There is a chronic lack of effective, affordable, easy-to-use medications for neglected diseases. Drug research and development (R&D) for tropical diseases is at a virtual standstill. The past two and a half decades have seen the pharmaceutical industry develop only four new drugs, out of 1,223, for the treatment of tropical diseases responsible for millions of deaths annually.
The recent initiatives have been focused on stimulating further interest in the development and provision of drugs for the world's top three killer infectious diseases like AIDS/HIV, malaria, and tuberculosis. In contrast there are the "most neglected diseases" (where there are no affordable, effective, easy to use medicines available) such as human African trypanosomiasis (sleeping sickness), Chagas disease and visceral leishmaniasis (kala azar), which continue to cause significant morbidity and mortality in the developing countries.
There is a need to stimulate R&D activities for these neglected diseases. Only 10% of expenditure on health research is on them while they account for 90% of the global burden of disease. The existing treatments for killer infectious diseases are increasingly ineffective due to poor diagnostic options, growing drug resistance, unaffordability, poor distribution, and inadequate health systems. The lack of scientific knowledge is not a major constraint to drug development nor does the gap lie with technology, which has greatly benefited from recent advances. Policy issues seem to be the main obstacle. While basic scientific research takes place mainly in the university or government laboratories, drug development is done by the pharmaceutical industry. The selection of promising drugs by the pharmaceutical companies is based on potential profits for the company and not the global public health concerns. This system thus obviously fails to meet the needs of the poor and the developing countries.

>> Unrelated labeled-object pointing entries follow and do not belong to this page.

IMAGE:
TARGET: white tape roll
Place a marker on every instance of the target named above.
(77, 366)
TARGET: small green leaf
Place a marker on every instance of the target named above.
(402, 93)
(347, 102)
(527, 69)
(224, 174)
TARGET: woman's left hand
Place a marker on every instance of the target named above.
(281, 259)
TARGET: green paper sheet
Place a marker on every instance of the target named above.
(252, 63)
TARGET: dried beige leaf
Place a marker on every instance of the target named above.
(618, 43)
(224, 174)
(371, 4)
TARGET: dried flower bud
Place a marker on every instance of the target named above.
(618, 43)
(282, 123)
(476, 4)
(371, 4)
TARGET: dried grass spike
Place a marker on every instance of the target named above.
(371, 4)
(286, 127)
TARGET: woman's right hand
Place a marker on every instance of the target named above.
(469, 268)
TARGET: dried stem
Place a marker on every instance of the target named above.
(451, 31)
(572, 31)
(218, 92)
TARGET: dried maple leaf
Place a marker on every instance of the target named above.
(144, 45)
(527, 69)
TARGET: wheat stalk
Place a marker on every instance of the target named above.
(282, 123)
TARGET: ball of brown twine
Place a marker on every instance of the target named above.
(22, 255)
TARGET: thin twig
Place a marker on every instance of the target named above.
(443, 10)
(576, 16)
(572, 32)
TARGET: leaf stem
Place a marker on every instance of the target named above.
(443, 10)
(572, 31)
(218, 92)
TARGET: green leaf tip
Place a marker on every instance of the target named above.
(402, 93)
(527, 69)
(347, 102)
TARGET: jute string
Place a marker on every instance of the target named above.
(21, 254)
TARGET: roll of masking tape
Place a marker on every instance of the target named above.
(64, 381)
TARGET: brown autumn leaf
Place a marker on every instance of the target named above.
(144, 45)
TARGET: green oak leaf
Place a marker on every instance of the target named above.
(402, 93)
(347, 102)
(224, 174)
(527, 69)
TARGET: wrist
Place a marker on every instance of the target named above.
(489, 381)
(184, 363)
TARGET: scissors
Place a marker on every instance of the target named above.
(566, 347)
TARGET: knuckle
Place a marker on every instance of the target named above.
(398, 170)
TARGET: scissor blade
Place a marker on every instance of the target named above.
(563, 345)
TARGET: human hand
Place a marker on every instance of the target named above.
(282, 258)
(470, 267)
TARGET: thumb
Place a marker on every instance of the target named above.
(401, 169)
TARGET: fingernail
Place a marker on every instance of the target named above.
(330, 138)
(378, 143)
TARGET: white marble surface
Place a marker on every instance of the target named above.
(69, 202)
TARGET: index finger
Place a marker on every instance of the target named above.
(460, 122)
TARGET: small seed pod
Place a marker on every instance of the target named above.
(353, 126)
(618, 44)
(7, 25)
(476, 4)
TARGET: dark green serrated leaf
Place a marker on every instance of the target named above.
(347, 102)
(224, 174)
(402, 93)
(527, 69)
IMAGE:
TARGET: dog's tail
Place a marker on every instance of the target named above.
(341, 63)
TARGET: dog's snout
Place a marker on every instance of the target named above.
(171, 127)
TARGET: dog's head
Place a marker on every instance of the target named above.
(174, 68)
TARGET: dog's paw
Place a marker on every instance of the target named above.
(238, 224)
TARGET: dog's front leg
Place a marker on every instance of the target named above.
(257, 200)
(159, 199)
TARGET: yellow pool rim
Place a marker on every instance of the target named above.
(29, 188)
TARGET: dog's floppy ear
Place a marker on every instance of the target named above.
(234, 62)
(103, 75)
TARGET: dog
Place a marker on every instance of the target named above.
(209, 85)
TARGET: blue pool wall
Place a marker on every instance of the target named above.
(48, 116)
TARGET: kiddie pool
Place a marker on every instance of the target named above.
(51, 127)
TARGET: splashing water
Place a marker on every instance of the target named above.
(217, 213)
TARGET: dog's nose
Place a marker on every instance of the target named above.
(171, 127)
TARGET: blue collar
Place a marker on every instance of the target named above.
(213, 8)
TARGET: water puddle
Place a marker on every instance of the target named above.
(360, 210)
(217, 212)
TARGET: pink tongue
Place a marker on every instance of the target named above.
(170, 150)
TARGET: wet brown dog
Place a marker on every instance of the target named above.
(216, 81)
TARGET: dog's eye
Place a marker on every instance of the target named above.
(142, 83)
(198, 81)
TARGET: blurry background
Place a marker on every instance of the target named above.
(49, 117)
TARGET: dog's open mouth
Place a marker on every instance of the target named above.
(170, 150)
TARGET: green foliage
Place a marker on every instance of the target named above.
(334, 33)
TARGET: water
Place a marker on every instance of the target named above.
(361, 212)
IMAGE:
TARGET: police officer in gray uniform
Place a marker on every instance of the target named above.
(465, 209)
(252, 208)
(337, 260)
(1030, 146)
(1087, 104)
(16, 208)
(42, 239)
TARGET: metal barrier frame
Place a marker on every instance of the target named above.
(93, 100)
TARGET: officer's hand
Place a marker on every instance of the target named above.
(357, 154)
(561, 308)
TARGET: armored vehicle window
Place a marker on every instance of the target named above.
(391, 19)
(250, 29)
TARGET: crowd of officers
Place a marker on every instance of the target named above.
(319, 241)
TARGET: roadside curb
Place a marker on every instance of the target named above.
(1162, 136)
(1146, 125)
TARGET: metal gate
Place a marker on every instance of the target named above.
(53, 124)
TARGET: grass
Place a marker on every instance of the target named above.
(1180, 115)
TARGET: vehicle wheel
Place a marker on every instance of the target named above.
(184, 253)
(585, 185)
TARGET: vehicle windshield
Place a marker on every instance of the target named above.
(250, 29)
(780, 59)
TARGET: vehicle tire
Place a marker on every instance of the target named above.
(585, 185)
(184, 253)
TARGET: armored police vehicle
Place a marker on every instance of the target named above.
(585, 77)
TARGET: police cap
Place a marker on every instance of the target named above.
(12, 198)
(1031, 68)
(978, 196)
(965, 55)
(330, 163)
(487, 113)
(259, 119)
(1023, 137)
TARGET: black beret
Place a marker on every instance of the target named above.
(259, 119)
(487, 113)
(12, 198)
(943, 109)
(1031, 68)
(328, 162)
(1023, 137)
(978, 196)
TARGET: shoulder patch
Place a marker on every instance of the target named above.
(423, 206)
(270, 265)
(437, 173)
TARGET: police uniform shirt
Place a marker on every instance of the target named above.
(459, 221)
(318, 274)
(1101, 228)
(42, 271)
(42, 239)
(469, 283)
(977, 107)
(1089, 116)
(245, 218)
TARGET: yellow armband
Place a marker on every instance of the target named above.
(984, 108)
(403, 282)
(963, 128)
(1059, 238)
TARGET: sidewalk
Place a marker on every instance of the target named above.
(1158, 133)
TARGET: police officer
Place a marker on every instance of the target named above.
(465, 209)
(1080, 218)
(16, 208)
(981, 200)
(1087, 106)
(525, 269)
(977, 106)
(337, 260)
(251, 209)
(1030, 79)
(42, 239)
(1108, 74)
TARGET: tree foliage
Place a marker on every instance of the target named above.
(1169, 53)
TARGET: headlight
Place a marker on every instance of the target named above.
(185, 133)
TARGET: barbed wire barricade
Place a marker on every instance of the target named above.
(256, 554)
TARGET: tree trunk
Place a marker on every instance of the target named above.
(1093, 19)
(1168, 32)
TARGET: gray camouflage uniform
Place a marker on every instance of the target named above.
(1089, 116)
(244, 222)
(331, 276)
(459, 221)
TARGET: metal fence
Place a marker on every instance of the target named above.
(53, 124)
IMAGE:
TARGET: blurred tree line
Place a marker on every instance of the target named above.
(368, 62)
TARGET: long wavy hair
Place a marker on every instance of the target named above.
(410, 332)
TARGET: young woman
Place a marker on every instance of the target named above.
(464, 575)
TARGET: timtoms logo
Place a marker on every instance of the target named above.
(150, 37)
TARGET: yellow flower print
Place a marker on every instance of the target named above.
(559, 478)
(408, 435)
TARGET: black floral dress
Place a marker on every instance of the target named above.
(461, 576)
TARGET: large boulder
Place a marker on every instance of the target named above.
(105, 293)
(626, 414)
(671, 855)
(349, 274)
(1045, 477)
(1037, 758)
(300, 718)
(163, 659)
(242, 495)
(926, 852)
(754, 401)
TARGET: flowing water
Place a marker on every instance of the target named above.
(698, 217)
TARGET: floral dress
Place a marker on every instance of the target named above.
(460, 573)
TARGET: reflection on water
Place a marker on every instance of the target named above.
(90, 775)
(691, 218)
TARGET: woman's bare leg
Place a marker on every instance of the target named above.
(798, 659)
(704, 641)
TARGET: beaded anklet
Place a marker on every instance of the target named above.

The need of the hour is to define a needs-driven research and development agenda to assist policy makers, funding agencies, and the research community in setting priorities to address effectively the needs of the developing countries. Public private partnerships (PPPs) are another, currently popular, "enabling environment" for neglected disease research and development. The vast majority of R&D occurs in developed countries, but emerging economies such as Thailand and India have the ability to do research from early development through production. The governments of the developing countries must show greater commitment and root out corruption, and western governments must devote far more resources towards neglected diseases, to actively undertake R&D activities, and to help build upon existing R&D capacity in the less-developed world.